La première pensée, une phrase d’Hannah ARENDT qui dit que : « c’est dans le vide de la pensée que s’inscrit le mal », alors continuons à penser, à nourrir notre appareil à penser !
La seconde pensée, je suis psychologue clinicienne et j’ai la chance de me lever chaque matin, heureuse de pratiquer mon métier, « spychologue » comme disent les enfants !
Une partie de mon activité s’exerce en cabinet et une autre partie en institution dans le secteur de la protection de l’enfance.
J’accompagne des enfants « placés » et des enfants « victimes de violences conjugales et intra-familiales » en maison d’enfants à caractère social.

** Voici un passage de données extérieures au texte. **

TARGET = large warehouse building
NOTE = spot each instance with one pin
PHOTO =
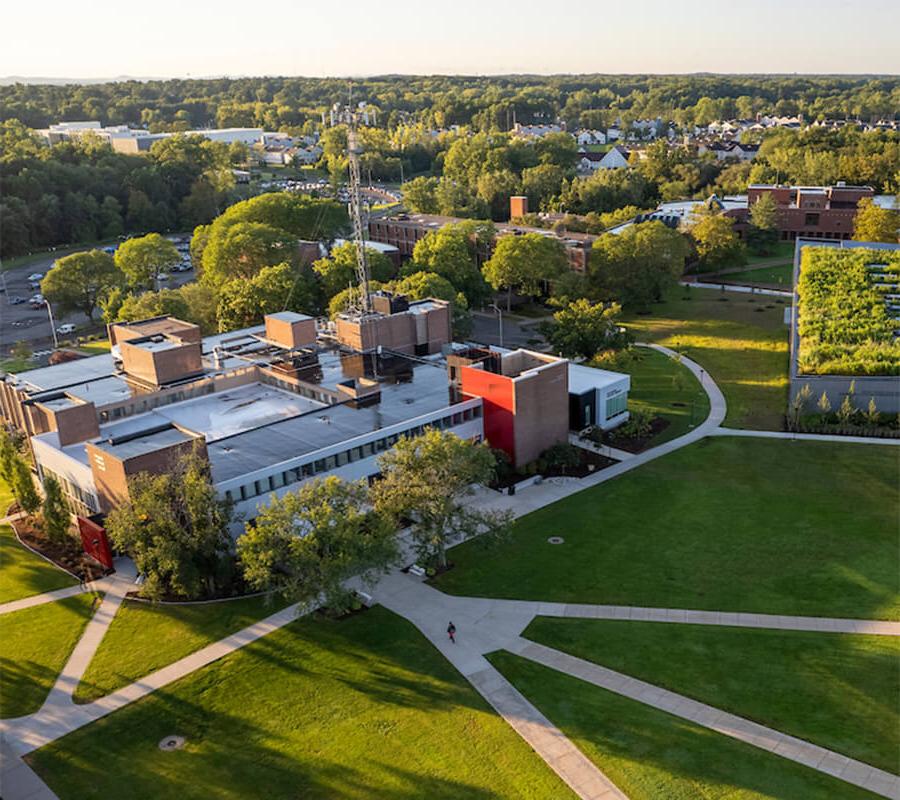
(274, 405)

Le confinement, le placement fait partie des doubles épreuves de vie qu’ils ont traversées et pour la majorité sans se plaindre.

Mes pensées à tous ces petits et grands qui nous font confiance et à tous mes collègues et professionnels psychologues, pédopsychiatres, médecins, infirmiers, éducateurs spécialisés, chefs de service, maitresses de maison, lingères, cuisiniers et tant d’autres … qui ont été là pour ceux qui ne font pas de bruit et qu’on entend peu, « les enfants placés ». Ces enfants ont traversé ces confinements avec le sourire.

Ne pas les évoquer, ne pas parler d’eux serait les oublier.